Roy Morris

It will come as no surprise to anyone who has walked through the fog of foul air at Sheffield train station’s taxi rank that research published in the Star (30 July) shows it has a high level of air pollution. What we might not have expected is that only one place in England was found with a higher level!

Research on the effects of the tiny particles given off by vehicle emissions is in its infancy, but we already know that they worsen heart diseases, cancers, strokes, dementia and Alzheimer’s, inhibit infant lung development and cause 500 early deaths just in Sheffield. The latest research is even suggesting that they help cause obesity and carry the Covid-19 droplets!

Probably the situation at the station will have been less severe during lockdown, but we cannot let it slip again as things get back to “normal”. Between them, East Midlands Rail and Sheffield City Council need to take serious measures to improve the problem:

  • they might look at moving to a licencing scheme where only electric or hybrid taxis are allowed at the station,
  • they might charge for access permits with reduced rates for electric or hybrid vehicles,
  • they might look at enforcing a ‘no-idling’ policy,
  • they might limit access so taxis are only allowed in the pick-up area when there are actual customers waiting,
  • they could look at using disused space for taxis to wait with engines turned off.

Even with such measures, the problem would not be solved. Vehicle emissions are a big problem throughout the whole of society: wherever the emissions happen, everyone’s health is put at risk, especially car users themselves.

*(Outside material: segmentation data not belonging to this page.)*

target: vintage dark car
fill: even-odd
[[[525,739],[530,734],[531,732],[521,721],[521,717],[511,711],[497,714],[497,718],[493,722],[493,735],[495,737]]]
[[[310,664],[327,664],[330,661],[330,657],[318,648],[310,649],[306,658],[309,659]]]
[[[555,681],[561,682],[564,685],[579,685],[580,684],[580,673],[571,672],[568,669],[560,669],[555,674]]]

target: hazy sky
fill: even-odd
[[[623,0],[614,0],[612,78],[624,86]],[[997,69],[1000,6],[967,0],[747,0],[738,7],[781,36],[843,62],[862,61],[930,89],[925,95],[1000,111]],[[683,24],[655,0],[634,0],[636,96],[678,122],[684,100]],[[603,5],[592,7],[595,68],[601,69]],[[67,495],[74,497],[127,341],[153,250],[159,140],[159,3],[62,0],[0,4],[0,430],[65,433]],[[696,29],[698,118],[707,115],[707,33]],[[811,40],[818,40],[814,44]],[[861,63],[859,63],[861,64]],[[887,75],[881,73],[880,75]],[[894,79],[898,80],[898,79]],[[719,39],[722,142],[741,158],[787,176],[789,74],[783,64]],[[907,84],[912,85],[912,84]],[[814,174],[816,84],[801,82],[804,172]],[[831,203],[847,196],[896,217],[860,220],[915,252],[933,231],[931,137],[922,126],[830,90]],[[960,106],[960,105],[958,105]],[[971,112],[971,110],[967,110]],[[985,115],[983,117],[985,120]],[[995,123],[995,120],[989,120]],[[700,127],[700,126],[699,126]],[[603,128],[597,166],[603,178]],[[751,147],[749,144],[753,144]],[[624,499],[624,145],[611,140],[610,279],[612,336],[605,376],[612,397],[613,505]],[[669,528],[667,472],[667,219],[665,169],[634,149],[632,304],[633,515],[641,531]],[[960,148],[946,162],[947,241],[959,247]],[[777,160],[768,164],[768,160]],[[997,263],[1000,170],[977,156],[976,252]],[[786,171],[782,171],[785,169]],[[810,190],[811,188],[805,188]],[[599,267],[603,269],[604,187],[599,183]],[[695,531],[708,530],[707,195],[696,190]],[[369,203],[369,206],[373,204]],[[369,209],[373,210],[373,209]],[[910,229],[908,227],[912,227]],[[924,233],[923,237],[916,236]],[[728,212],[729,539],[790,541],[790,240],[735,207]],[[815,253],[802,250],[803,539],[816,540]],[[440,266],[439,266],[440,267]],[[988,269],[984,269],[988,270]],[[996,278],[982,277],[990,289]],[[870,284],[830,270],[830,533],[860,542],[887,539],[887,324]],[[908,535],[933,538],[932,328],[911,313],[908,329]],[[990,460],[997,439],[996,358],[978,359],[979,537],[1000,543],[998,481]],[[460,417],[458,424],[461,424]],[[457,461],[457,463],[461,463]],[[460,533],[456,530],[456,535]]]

We need to travel in different ways: walking and cycling are much better for our health. Many people rely on public transport and, with controlled risks, more of us will need to get back on public transport to avoid gridlock.

These measures will have a cost: if we want to carry on driving, we will have to spend on new vehicles, but we will live longer and more healthily, we’ll save on health care and on days lost at work through illness.

If the government goes through with the Clean Air Zone that Sheffield has had to plan, the Council, East Midlands Rail and the regional mayor need to push the Government to provide more funds to help taxi drivers to buy less-polluting taxis. We also need to push for more appropriate facilities for walking and cycling and better public transport. For our health’s sake, we can’t go on filling our roads with killer gases.